Мастерская Бахлул-заде была попросту обширный застекленный чердак блочного состарившегося дома. Дверь была нараспашку, я стукнул для порядка костяшкой пальца по косяку, и мы вошли.
На первый взгляд помещение выглядело пустым. Только несколько заляпанных краской мольбертов валялись на дощатом полу. Потом я увидал: не нарушая этой пустоты, у окна справа, на прикрытом ковром матрасе сидел худой старик, как бы помещенный между собственных торчащих вверх острых коленей. Перед ним, через низенький столик, расположился на скамье мужчина помоложе. Они разговаривали и пили чай.
Старик повернул худое черное лицо, из которого редкими седыми клочками торчала борода, и приветствовал нас по-азербайджански. Это и был Бахлул-заде. Он протянул для пожатия руки и указал на скамейку.
Говорил он по-русски плохо, с ужасным акцентом, усугубленным отсутствием зубов: при каждом слове младенческая верхняя десна открывалась, ярко розовея на коричневом морщинистом лице. Глаза у него были светлые, прозрачные, с легкой желтизной.
Бахлул-заде говорил о поездках в горы, о своих друзьях и о том, что болел недавно и перенес операцию – поэтому он кутал поясницу в какую-то синюю тряпку, не то шаль. Что встает рано и в мастерскую приходит чуть свет. Вспоминал, как повздорил с каким-то большим здешним начальником, а потом его уговаривали принять республиканскую премию, а он не хотел. Говорил о своей свободе: по-птичьему природной, как простые потребности в пище, чае, в красках и карандашах – в том, чего почти нельзя у человека отнять.
Пока он рассказывал, я разглядел мастерскую. Мебели почти не было. Прямо на полу лежала еще не высохшая палитра.
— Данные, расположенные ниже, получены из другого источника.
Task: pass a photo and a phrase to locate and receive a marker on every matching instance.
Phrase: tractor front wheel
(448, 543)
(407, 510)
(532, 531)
Угол уставляли банки с краской, водой, какими-то пересохшими, рассыпающимися в прах скелетами неведомо когда принесенных цветов и целый архипелаг налепленных на доску расползшихся свечных огарков. Стены во многих местах сплошь покрывали рисунки, записи, телефонные номера. Одну сторону занимали стояки с холстами. Некоторые из них были повернуты к нам лицом. Они были написаны чистыми яркими красками, казалось, всего тремя – голубой, белой и алой. Полосатые от длинных узких мазков, они рябили и били в глаза горным солнцем. Они сверкали голубым чудом в этой неуютной, запущенной мастерской.
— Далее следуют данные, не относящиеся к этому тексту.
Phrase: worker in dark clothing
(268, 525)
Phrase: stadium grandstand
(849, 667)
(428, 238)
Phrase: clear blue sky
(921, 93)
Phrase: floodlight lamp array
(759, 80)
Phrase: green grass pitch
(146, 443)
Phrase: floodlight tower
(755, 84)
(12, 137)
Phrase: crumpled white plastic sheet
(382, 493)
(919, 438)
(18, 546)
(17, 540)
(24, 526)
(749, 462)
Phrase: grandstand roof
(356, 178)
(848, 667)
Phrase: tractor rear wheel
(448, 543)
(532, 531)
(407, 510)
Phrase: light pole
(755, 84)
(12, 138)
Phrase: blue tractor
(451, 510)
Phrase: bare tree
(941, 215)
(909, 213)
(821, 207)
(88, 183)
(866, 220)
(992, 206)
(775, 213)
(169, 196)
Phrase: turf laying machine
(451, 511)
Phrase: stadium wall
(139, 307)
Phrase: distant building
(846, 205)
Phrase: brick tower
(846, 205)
Бахлул-заде звал заходить в любое время, и я еще побывал у него перед отъездом в Ленкорань. Разговаривали, смотрели картины, пили чай. Старик выбрал мне в подарок маленький пейзаж на картоне. Я что-то хорошее сказал о его натюрмортах, и он обрадовался: «Тогда не надо пейзаж. Все пишут о моих пейзажах, никто о натюрмортах, а они тоже хорошие! Я специально для тебя напишу и отошлю в Москву. Вот на этом картоне, – он показал картон. – Скоро появятся гранаты, виноград… Это будет красивый, яркий натюрморт!»
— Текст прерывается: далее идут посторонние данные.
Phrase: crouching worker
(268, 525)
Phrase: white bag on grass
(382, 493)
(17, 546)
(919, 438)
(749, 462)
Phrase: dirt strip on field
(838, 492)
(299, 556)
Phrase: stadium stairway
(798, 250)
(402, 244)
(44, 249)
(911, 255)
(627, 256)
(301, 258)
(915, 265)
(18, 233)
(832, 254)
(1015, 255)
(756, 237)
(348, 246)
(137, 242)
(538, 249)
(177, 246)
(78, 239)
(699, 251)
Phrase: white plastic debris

И мы расстались, договорившись, как мне передадут картину.
Но я не получил ее. Двумя месяцами позже Бахлул-заде умер в онкологической клинике, не доживя до повторной операции.
В провинции пишущий человек из Москвы – что-то вроде начальника. Нам дали машину с шофером. Его зовут Биюк-ага.
Большой любитель пожестикулировать и покритиковать начальство, он независим, сметлив, общителен и в меру жуликоват. Словом, классический бакинец.
Он взял над нами почтительное шефство.